There are several key m&a due diligence checklist activities for buying a business. In fact, most buyers evaluate prospective businesses using these checklists. By determining a prospective business’s commercial potential, these buyers judge whether the business can fulfill their specific needs. Additionally, extensive appraisal of business assets and liabilities often streamlines ownership transitions and offers a more complete picture of business financials. As a prospective business buyer, you should highlight red flags and determine an applicable business’s potential fit for your needs with an m&a due diligence checklist. In this post, we’ll discuss some key m&a due diligence checklist activities for buying a business.

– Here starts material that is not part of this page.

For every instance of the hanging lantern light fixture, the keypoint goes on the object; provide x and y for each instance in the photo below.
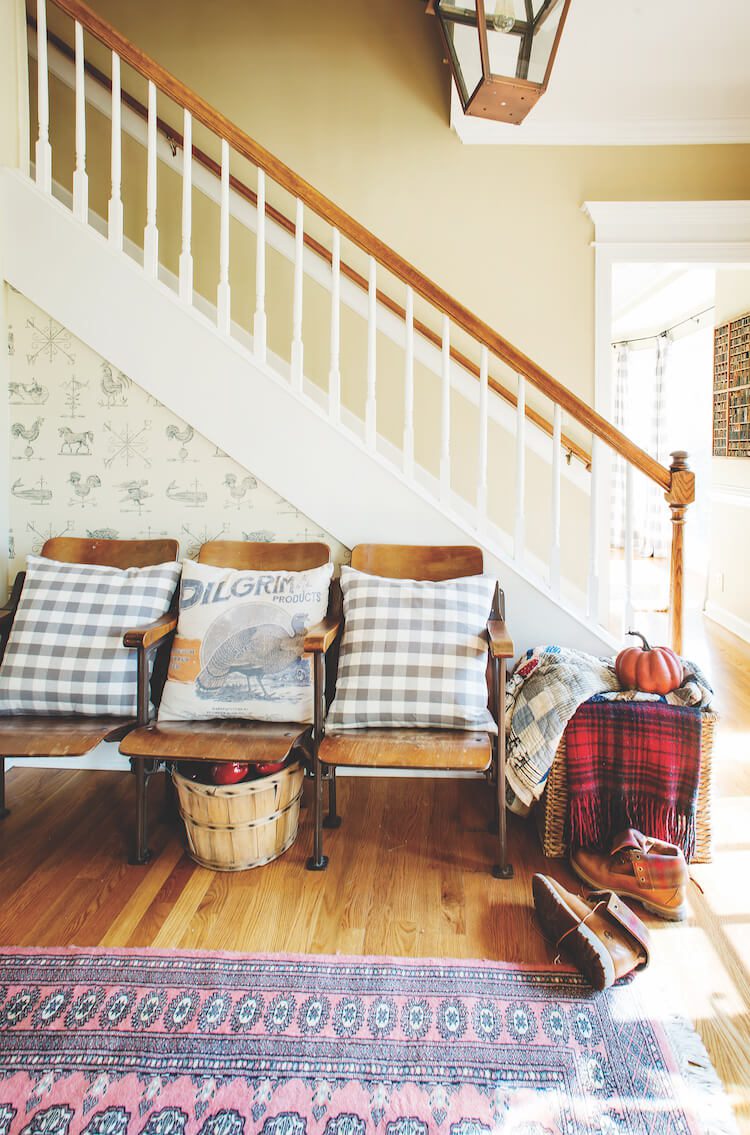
(500, 52)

Intellectual Property Due Diligence
Buyers are typically invested in the quality and extent of their target business’s intellectual properties, so m&a due diligence is often done on this area. Usually, due diligence checklist items include domestic and foreign patents held by the target company, as well as any pending. Additionally, determine if the target business protects their intellectual properties with elements such as confidentiality agreements. Moreover, consider any trademark symbols and copyrights held by the company. Ask about any trade secrets and how they’re maintained, as well. Lastly, inquire about any pending litigation regarding these aspects, as patent and IP litigation often comes at significant costs. Surely, determine the quality of your target company’s intellectual properties in your due diligence.
Financial Due Diligence
Financial due diligence is crucial to evaluating the commercial feasibility of any business. It provides a clear snapshot of the target company’s market value, as well as their financial stability and growth potential. This due diligence activity typically includes looking at the business’s revenue, profits, risks, and financial assets. Additionally, ask for summaries of financial activities such as company investments and hedging policies. Moreover, consider looking over current and future capital expenditures. Lastly, ask for copies of all insurance claims and policies. Absolutely, determine the target business’s commercial potential and market value with financial due diligence.
Contractual Due Diligence
Contractual due diligence is another crucial element of any m&a checklist. Since combing through these contracts is often time-consuming, partner with a corporate attorney. They review the target company’s enforced contracts, including customer and supplier contracts, accounts payable/receivable schedules, as well as credit agreements. Additionally, they look at partnership and joint venture agreements, equipment leases, and settlements. Any applicable non-compete, licensing, franchising, and advertising agreements are also evaluated. Certainly, streamline ownership transition processes with your awareness of business obligations from your contractual due diligence.
Customer Acquisition Due Diligence
Many business buyers consider customer due diligence as one of the most critical business evaluations. Seek comprehensive customer base information such as the target business’s largest customers. Additionally, list and describe their largest competitors. Include their strengths, weaknesses, market shares, and the basis of competition. Moreover, ask for a list of existing distribution channels, marketing opportunities, market research, trade secrets, and comparative competition analyses. This way, you evaluate the target business’s brand and how they compare to the competition. Definitely, procure an accurate snapshot of how your target company compares to its competition with customer acquisition due diligence.
Structural Organization Due Diligence
Lastly, structural organization due diligence provides insight into the target company’s management. Ask for the target’s Articles of Incorporation, Bylaws, and all amendments made to both. Next, ask for the minute book, ensuring it includes all minutes and resolutions from governing groups such as directors, shareholders, and executives. Additionally, look at the company’s organizational charts and shareholder lists. Confirm the existence of a Certificate of Good Standing from the target state’s Secretary of State. Finally, ask for lists of all states where the target is authorized to do business, all states where it owns property, and all assumed names the company has ever had. Of course, provide robust insights into organizational structure with your structural organization due diligence.
There is a myriad of key m&a due diligence checklist activities for buying a business. For example, determine the quality of your target company’s intellectual properties in your due diligence. Second, determine the target business’s commercial potential and market value with financial due diligence. Third, streamline ownership transition processes with your awareness of business obligations from your contractual due diligence. Next, procure an accurate snapshot of how your target company compares to its competition with customer acquisition due diligence in the service industry or other industries. Finally, provide robust insights into organizational structure with your structural organization due diligence. When searching for m&a due diligence checklist activities for buying a business, consider the activities described above.